British primatologist Richard W. Wrangham is a staunch proponent of the so-called “cooking hypothesis”. Today, there are no known people who survive without cooking, indicating that this is a powerful and necessary skill.
Wrangham argues that the evolutionary transition from raw to cooked food was a “transformational moment” that fed the bellies of early humans and allowed their brains to grow, eventually leading to the evolution of our species.
A new discovery in Israel seems to make this idea clearer.
An international team of scientists working in the northern sector of the Dead Sea claims to have discovered the first signs of human cooking in prehistoric times.
At an archaeological site called Gesher Benu Yaakov, fish remains show signs of thorough heating 780,000 years ago.
This discovery is not the oldest evidence of the use of fire by ancient people, but it is the oldest evidence in Eurasia. And in Africa, Homo erectus sites dating back at least 1.5 million years contain charcoal and charred bones.
However, these are only indirect signs of burning, and not clear signs of cooking. Evidence for the latter is hard to come by.
Indeed, traces of cooking do not appear in the archaeological record until Neanderthals and Homo sapiens appeared. Until recently, the oldest evidence of cooking was the hot remains of starchy plants found in an underground oven in Africa. This place is only 170,000 years old.
And this is 600,000 years after the first people cooked fish in a valley near the Dead Sea.
“We don’t know exactly how the fish was cooked, but since there is no evidence of exposure to high temperatures, it is clear that it was not cooked directly in the fire and was not thrown into the fire as waste or waste. material,” says archaeologist Jens Nagurka of the Natural History Museum in London, “burn.”
The team’s latest analysis indicates that the teeth of ancient freshwater fish found at the site, which were caught in a nearby lake, are no longer present and have been exposed to temperatures suitable for cooking.
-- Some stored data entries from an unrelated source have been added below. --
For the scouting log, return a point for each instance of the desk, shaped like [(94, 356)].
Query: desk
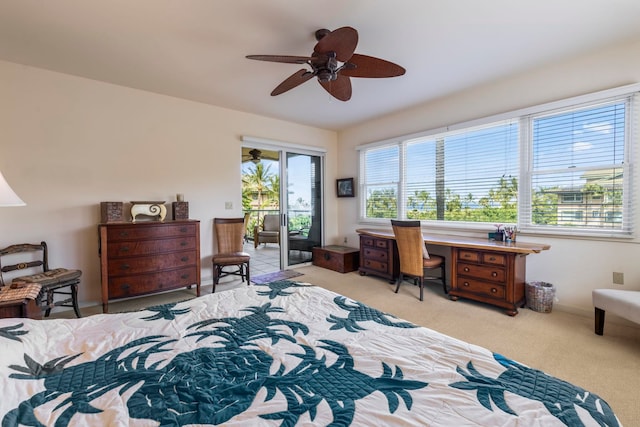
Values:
[(481, 270)]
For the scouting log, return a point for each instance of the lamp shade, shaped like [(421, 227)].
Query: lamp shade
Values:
[(7, 196)]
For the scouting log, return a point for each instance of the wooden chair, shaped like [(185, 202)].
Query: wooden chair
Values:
[(270, 232), (415, 261), (230, 235), (59, 285)]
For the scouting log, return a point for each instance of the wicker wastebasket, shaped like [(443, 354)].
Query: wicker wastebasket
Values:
[(540, 296)]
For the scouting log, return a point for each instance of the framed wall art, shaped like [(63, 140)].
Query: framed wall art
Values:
[(345, 187)]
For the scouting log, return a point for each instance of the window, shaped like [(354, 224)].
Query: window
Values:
[(562, 169)]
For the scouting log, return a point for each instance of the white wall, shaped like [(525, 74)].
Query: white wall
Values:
[(574, 266), (68, 143)]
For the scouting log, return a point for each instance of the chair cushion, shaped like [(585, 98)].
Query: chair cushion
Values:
[(51, 277), (621, 303), (432, 262), (231, 258)]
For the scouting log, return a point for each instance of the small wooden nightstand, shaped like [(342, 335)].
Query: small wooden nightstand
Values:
[(337, 258)]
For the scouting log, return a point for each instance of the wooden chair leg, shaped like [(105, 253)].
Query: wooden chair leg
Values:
[(216, 277), (74, 300), (444, 277), (398, 281), (599, 321)]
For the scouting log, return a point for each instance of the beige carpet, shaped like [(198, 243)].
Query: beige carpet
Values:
[(559, 343)]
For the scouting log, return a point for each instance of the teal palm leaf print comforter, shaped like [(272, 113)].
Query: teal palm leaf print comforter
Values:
[(279, 354)]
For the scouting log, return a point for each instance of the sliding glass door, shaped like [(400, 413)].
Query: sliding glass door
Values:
[(304, 207), (282, 187)]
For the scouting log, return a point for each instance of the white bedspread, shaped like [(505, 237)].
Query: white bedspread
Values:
[(283, 353)]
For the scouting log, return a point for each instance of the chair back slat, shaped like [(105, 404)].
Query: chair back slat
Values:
[(410, 242), (21, 257), (229, 234)]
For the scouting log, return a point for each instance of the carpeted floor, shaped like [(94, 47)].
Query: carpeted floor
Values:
[(559, 343)]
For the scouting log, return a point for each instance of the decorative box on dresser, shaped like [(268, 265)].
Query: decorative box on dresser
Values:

“Fire control results” are pushed back to the Middle Pleistocene, when groups of Homo erectus gave way to large-brained hominins like Homo heidelbergensis.
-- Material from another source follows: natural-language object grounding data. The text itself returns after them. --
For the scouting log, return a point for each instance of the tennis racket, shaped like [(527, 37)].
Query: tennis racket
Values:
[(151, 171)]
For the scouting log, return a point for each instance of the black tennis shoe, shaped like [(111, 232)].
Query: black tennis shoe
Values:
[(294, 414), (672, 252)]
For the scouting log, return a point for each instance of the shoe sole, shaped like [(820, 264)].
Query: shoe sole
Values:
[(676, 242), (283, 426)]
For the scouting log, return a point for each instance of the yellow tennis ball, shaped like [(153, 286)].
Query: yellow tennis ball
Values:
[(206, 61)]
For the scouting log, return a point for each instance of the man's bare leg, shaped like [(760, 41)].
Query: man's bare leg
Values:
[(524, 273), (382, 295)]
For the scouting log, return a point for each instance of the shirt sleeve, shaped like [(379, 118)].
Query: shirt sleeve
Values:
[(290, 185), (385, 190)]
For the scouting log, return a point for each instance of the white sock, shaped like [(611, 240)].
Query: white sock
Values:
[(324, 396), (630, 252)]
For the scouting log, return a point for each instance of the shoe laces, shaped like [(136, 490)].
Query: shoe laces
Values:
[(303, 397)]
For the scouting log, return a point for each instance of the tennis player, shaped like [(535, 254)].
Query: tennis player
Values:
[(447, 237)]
Archaeologist Naama Goren-Inbar of the Hebrew University of Jerusalem explains: “The acquisition of the skills necessary for cooking represents an important evolutionary advance, as it provides additional funds for the optimal use of available food resources. It may even be that cooking was not limited to fish, but also included species of various animals and plants.
The location of Gesher Benu Yaakov is rich in the remains of ancient hominids. Archaeologists have found traces of flint, basalt and limestone tools here, as well as fruits, nuts, seeds and many species of land mammals, both medium and large. The one who lived in this valley obviously knew this land very well. But it was their understanding of freshwater habitats that researchers say allowed these populations to truly thrive.
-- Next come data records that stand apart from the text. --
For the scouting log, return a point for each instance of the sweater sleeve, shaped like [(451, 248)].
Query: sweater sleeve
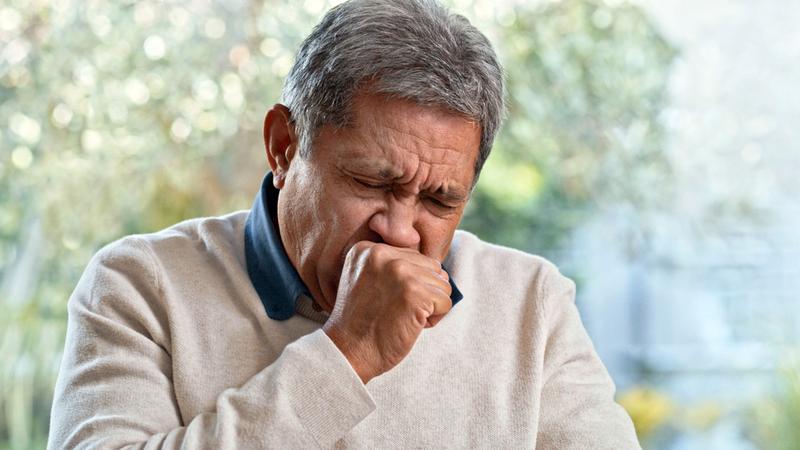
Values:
[(114, 387), (578, 409)]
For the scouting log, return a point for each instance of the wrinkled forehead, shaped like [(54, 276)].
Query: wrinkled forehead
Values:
[(387, 135)]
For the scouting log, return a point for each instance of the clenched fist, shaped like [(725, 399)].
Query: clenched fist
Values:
[(386, 296)]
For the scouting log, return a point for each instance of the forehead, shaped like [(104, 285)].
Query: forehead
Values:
[(399, 139)]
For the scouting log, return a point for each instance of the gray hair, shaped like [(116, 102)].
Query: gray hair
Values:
[(413, 50)]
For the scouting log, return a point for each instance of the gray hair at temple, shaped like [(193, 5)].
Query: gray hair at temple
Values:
[(414, 50)]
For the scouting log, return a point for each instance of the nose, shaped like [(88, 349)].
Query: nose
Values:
[(395, 223)]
Perhaps this helped people leave the African continent and live elsewhere.
Scientists have argued for years that eating fish rich in omega fatty acids, zinc and other important nutrients allowed the human brain to develop so much complexity.
Raw fish may have been suitable for the first hominins, but when cooked fish entered the diet of our ancestors, it made digestion easier and saved people from eating dangerous pathogens. It would also give the hominin brain an even bigger boost of nutrients.
“This study provides evidence that early humans cooked fish, confirming the role of wetland habitats in providing a stable year-round food source that played an important role in the survival and spread of hominins in the ancient world,” the researchers conclude. .
Research published in the journal Ecology of nature and evolution.